The geochemical cycle of strontium (Sr) is closely tied to the long-term inorganic cycle of carbon since the budgets of both elements are controlled by similar natural processes such as volcanism, continental weathering, and carbonates precipitation. As carbon dioxide is an important greenhouse gas, new insights into its cycle are fundamental for understanding climate variations in the past. Sr isotopes are a promising tool to advance our knowledge of the oceanic budget of Sr and, ultimately, the processes controlling long-term changes in atmospheric carbon dioxide and climate. While the widely used radiogenic strontium isotopes (⁸⁷Sr/⁸⁶Sr) can trace the oceanic Sr input fluxes, the stable-Sr isotope system (δ^88/86Sr) is responsive to both oceanic input and output fluxes of Sr. Gypsum (CaSO₄∙2H₂O) is an evaporitic mineral containing significant concentrations of Sr reaching up to thousands ppm. The geological record contains information about numerous events of the formation of marine evaporitic giants, in which gypsum is one of the most volumetrically important rocks. Given the remarkable sizes of evaporite reservoirs and the considerable content of Sr in gypsum, this rock can play an important role in the cycling of Sr and its oceanic isotope budget. This study focuses on quantifying the fractionation of stable Sr isotopes during gypsum precipitation to address open questions regarding 1) the suitability of gypsum as an archive for seawater δ^88/86Sr, 2) the potential impact of the evaporite sink on the global seawater δ^88/86Sr, and 3) the role of marine evaporite rocks in the continental cycle of Sr.

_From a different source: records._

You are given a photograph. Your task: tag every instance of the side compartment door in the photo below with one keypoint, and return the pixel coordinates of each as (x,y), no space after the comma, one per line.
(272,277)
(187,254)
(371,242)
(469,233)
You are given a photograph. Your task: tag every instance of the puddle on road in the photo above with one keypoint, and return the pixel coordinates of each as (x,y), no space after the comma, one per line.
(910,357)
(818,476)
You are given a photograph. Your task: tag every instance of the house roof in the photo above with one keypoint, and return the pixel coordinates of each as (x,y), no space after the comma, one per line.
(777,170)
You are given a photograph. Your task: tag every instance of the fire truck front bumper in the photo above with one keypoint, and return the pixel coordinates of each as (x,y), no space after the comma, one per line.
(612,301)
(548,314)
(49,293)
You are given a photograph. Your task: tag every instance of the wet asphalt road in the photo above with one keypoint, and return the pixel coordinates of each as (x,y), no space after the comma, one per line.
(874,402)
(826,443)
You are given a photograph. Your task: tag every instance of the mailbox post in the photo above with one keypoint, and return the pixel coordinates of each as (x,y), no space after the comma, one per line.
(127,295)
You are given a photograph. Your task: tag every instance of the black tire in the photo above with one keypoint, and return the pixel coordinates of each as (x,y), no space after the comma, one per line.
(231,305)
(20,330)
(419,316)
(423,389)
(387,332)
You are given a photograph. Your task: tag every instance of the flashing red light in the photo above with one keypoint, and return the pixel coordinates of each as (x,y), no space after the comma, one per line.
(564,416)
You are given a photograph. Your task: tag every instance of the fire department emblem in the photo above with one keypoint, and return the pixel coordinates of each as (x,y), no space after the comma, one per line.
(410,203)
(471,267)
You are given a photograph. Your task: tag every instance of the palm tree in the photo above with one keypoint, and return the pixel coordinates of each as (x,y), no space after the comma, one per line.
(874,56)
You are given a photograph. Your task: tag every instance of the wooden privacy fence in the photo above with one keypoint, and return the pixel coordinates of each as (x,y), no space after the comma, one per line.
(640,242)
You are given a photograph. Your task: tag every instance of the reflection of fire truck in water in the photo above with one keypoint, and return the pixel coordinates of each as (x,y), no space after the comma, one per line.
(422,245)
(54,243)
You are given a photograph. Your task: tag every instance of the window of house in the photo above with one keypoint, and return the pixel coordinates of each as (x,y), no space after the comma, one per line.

Gypsum samples were produced experimentally in the laboratory and outdoors by evaporating natural seawater, and Sr isotope fractionation was found empirically by analyzing δ^88/86Sr values of the precipitated solids and their respective solutions. Additionally, the experimental results were confirmed by studying natural samples, including modern gypsum and associated pore water from Dohat Faishakh Sabkha in Qatar and Messinian gypsum from Sicily.

The estimated typical Sr isotope fractionation in gypsum is 0.22±0.02‰. This positive value has the opposite direction compared to the negative Sr isotope fractionation in Ca-carbonate precipitation. However, the conducted experiments revealed a high variability of isotope fractionation values, ranging between 0.04‰ and 0.23‰ depending on the stirring environment. Therefore, the use of gypsum as an archive for δ^88/86Sr in past seawater must be approached with caution since robust reconstruction would require careful investigation of the studied natural samples and their precipitation environment. Furthermore, given the found isotope fractionation, during periods of intense evaporite formation, the removal of Sr to gypsum can serve as leverage for a detectable global seawater δ^88/86Sr change. Finally, weathering of gypsum is significantly affecting riverine δ^88/86Sr and can explain at least 25% of the gap between the δ^88/86Sr values of rivers (0.32‰ ^[3]) and source lithologies: carbonate (0.16-0.22‰ ^[2,4]) and silicate (~0.30‰ ^[1]) rocks.

[1] Charlier et al. (2012). EPSL. 329–330, 31–40.

[2] Krabbenhöft et al. (2010). GCA. 74, 4097–4109.

[3] Pearce et al. (2015). GCA. 157, 125–146.

[4] Vollstaedt et al. (2014). GCA. 128, 249–265.